From Elsewhere: The War that we still live in the shadow of.

 

I’m one of those who are convinced that the West is still living with the after effects of World War One. The end of the First World War did not bring about peace but instead created a world inhabited by damaged individuals whose experience in World War One shaped their personalities, their interests and their politics.

There’s a brilliant article that was written in 2017 in Common Edge magazine about architecture and architectural trends following World War One. The article talks of how some of the more brutalist and inhumane building designs had their origins in both the personalities and mental conditions of the designers of buildings but also the effects of the trauma of conflict.

The authors, Anne Sussmann and Katie Chen, start off by examining how some architects might be influenced by autistic spectrum disorders that in turn affect their choice of building designs. They do make a good point here about how traditional buildings that may have features that look like human faces might put off those designers with autistic spectrum disorders and may have been a factor in why they designed buildings that were so radical and jarring.

However what caught my eye is the section about the experiences that some architects had in their early lives during World War One. They make the point that even if they were not combatants, the effect of losing so many people from the countries that were fighting had an impact on the personalities, politics and design choices made by these architects.

I can see how this might happen. The First World War was so culturally, religiously and politically traumatic that one response to it would be to try to do anything that was different from the world that existed before and during the war.

Ms Sussmann and Ms Chen after speaking about the war’s influence on Le Corbusier said:

The impact of World War I turns out to be quite significant for other founding modern architects, too—for different personal reasons. Both Walter Gropius (1883-1969), who brought the modern curriculum to Harvard’s Graduate School of Design in the 1930s, and Ludwig Mies van der Rohe (1886-1969) who did the same for the Illinois Institute of Technology, likely suffered from post-traumatic stress disorder (PTSD), or brain damage from surviving years of military conscription in the German Army which lost more than two million men in the four-year conflict.

Today’s trauma specialists know “the body keeps the score,” as Dr.
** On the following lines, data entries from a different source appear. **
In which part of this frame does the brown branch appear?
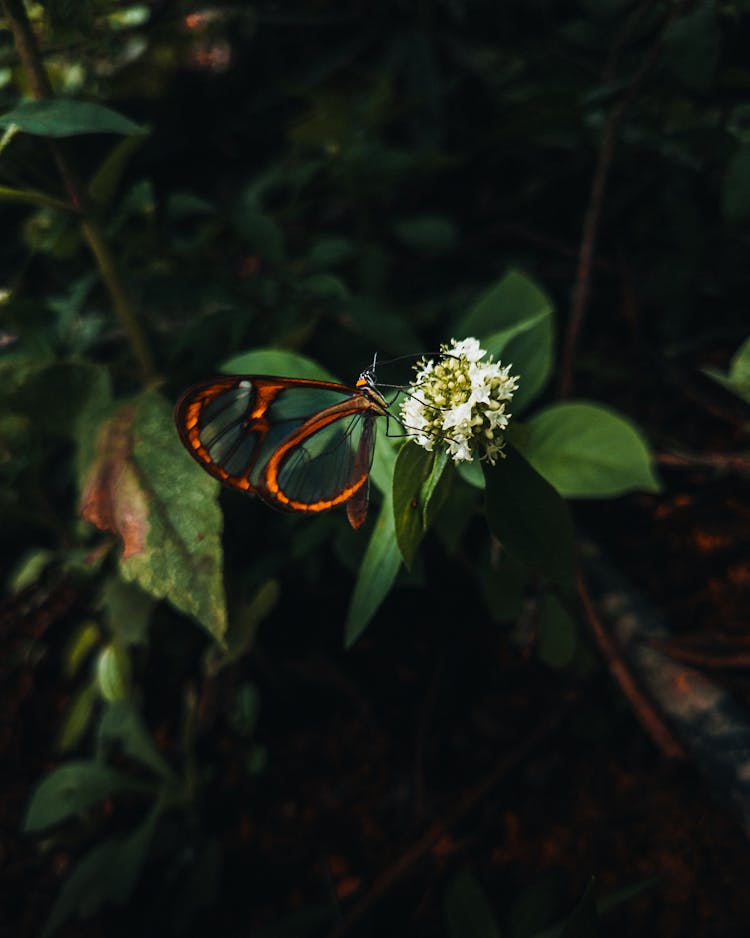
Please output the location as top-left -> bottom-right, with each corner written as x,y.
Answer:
655,453 -> 750,472
328,697 -> 575,938
0,0 -> 154,379
576,564 -> 686,759
649,638 -> 750,671
560,2 -> 674,397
Bessel van der Kolk, the founder of the Trauma Center of Brookline MA and world-renown PTSD expert, is fond of saying. (He published a New York Times best-selling book of the same title in 2014.) Prolonged and repeated exposure to near-death experiences change the brain, actually shrinking it, fMRI research shows. Survivors lose the ability to interpret environmental stimuli in a normal or “neurotypical” way and, similarly to autism, the disorder can significantly compromise their ability to understand and empathize with others. PTSD sufferers tend to avoid eye contact, something the mentally healthy perennially seek for emotional regulation.

Gropius’s war experiences were particularly horrific; seriously wounded on the Western Front, he also survived a plane flight where the pilot had been shot dead. So, when he built his own home in a Boston suburb, (in Lincoln, MA, 1938) two decades later, and three thousand miles away from where he saw military action, he put the building on a remote hilltop far from the street. Its front façade and overall form suggest a concrete pill box or duck blind, complete with flat roof, hidden door and slit windows, the better to shoot from. His home office has a front window with a sill more than four feet off the floor—no one could possibly see him inside from outside and he could only see out when standing up (not unlike a WWI trench). The brain of a war veteran may forever mix past with present, struggling to find safety ever after; the terrorized subcortical parts of his brain, stuck at the Front, directing every move of the design.

The problem is this sort of design, informed by personal trauma, has not just been confined to the homes of architects. This sort of brutal, inhumane and fearful design of building one devoid of ornament and joy has been inflicted on millions. When we look at some of the more awful and badly designed buildings from the mid 20th century to the present we are looking at buildings created by those who were in their turn influenced by those whose First World War trauma informed their design choices. In building styles at least it is therefore reasonable to say that even today, with the last World War One combatant long dead, that we are still living with the influences of those individuals whose war experiences between 1914 and 1918 profoundly afflicted them.

 

4 Comments on "From Elsewhere: The War that we still live in the shadow of."

  1. Thanks, that’s an interesting angle. I don’t entirely agree, cultural changes are so complex and the effects of WW1 have heen widely debated. I tend to think that the reaction to Victorianism had been well in effect for a decade or two before WW1 which puts the focus more on both changes and withstanding. For instance there was a move away from the Victorian Gothic Revival with the Arts and Crafts movement and house designs by Phillip Webb and others.

    The fear factor is also about not moving forwards, cf all the mock Tudor pubs built in the 1920s and 30s as part of the Improved Pubs initiative. Arguably a move towards trying to find a security in the past, they were generally pleasant buildings and many that have gone now are much missed.

    A problem with current developments I think is that they cut corners by not employing the most creative and talented architects who come at a price, and so we get ill-proportioned messes.

    A lot more to blame than Gropius?

  2. *been widely debated

  3. Over the past few years I’ve come to the view that WW1 (and to a lesser extend WW2) killed Western Civ’s belief and confidence in itself, the absence of these has lead to its weakness an inability to resist the ideological challengers who want to tear it down and replace it.